Para los bahianos, el centro está impregnado de la sangre del pelourinho, y ese es su único nombre admisible. La aristocracia abandonó el centro histórico a principios del siglo XX. La parálisis económica de Salvador, entre 1920 y 1940, vació y deterioró los caserones, alquilados a bajo coste a las clases pobres, que subdividieron una y cien veces las habitaciones, colocando, en ocasiones, simples tablas de madera para separar espacios. El 60 por ciento de los nuevos habitantes del Pelourinho eran inmigrantes en busca de trabajo en la ciudad. Los edificios señoriales se habían convertido en prostíbulos. Cuando un consultor de la Unesco visitó la zona en 1968, sugirió al gobierno un estudio sobre la posibilidad de implantar uno de los mayores centros turísticos de Suramérica. Lo cierto es que hasta 1992 el Estado de Bahía no ejecutó un plan eficaz. Pero entre ese año y 1994 recuperó 356 edificios, con un coste de 24,9 millones de dólares, y está recuperando decenas más.
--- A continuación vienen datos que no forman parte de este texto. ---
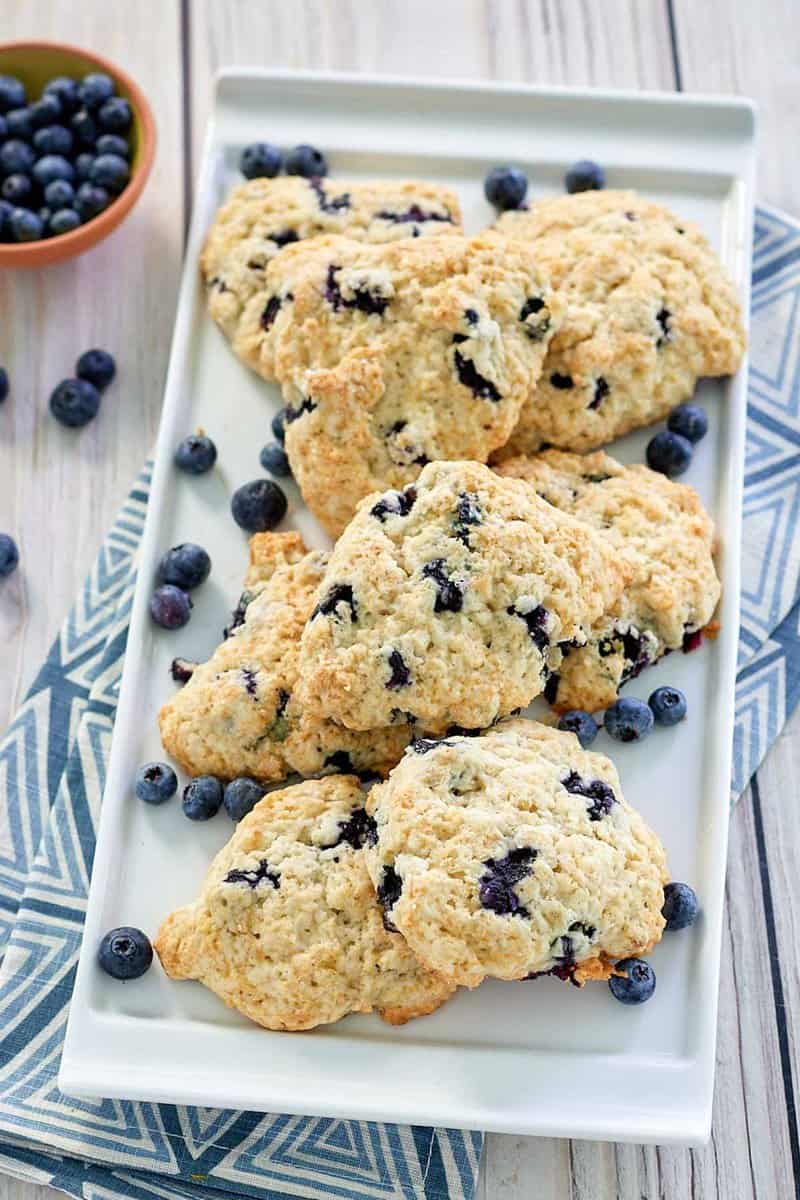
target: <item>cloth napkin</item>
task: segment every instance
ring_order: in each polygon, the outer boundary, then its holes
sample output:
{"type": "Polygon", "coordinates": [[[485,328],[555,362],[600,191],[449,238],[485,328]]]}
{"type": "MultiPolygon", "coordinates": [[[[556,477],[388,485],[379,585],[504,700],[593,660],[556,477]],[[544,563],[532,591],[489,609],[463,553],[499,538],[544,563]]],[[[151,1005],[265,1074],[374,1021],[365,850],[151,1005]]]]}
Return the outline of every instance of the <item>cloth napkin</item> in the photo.
{"type": "MultiPolygon", "coordinates": [[[[732,792],[800,698],[800,223],[755,227],[732,792]]],[[[0,743],[0,1171],[81,1200],[471,1200],[482,1135],[120,1100],[56,1083],[150,482],[0,743]]]]}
El 90 por ciento de los viejos moradores fueron trasladados, en medio de la polémica sobre las compensaciones. Hoy, en el corazón histórico queda un 9 por ciento de viviendas en uso. Las hoy impecables fachadas centenarias albergan tiendas, restaurantes, centros culturales, academias, cafés, oficinas... El 60 por cientro de los "desterrados del Pelourinho" se concentran en los alrededores. Muchos de ellos son vendedores callejeros, controlados desde octubre de 2004 con chalecos de colores que autorizan su trabajo en días alternos, según la mercancía que ofrecen. Ajenos a estos asuntos, los visitantes disfrutan del caos del centro. Huele a mingau (leche con coco y canela), a aceite de dendé y a bolinhos de acarajé, cocinados por bahianas con el tradicional vestido blanco de enaguas y encajes. Los colores vivos de las fachadas, los cuadros expuestos en las calles y la música omnipresente dan a todo un tinte naïf. La gente se llama a gritos. Cualquier excusa es buena para el jaleo.

Martes. Por la noche, las niñas percusionistas del grupo Didá recorren el centro uniformadas de rojo, con una aglomeración de turistas detrás. En la Plaza Teresa Batista arrasa el grupo afro Olodum. "La vida del Pelourinho depende de Olodum. No hay Brasil sin África, ni Bahía sin Angola, ni Pelourinho sin Olodum", dice João Jorge, presidente del famoso grupo inventor del samba-reggae. "En 12 años seré gobernador o prefecto. Queremos ejercer el poder, convertir Bahía en la Roma negra", avisa. Lo mismo afirma Vovó, presidente de Ilê Aiyê, el bloco negro más respetado de la ciudad: "Nuestra lucha se centra en apoyar a los negros que están en la política. En Bahía la minoría blanca aún controla a la mayoría negra, y eso va a tener su fin". Con otros grupos musicales, Olodum e Ilê Aiyê han formado el Fórum de Entidades Negras. "El turista conoce nuestra cara carnavalesca, pero detrás hay una filosofía de lucha y resistencia. La revolución cultural y política bahiana está por hacer", predicen.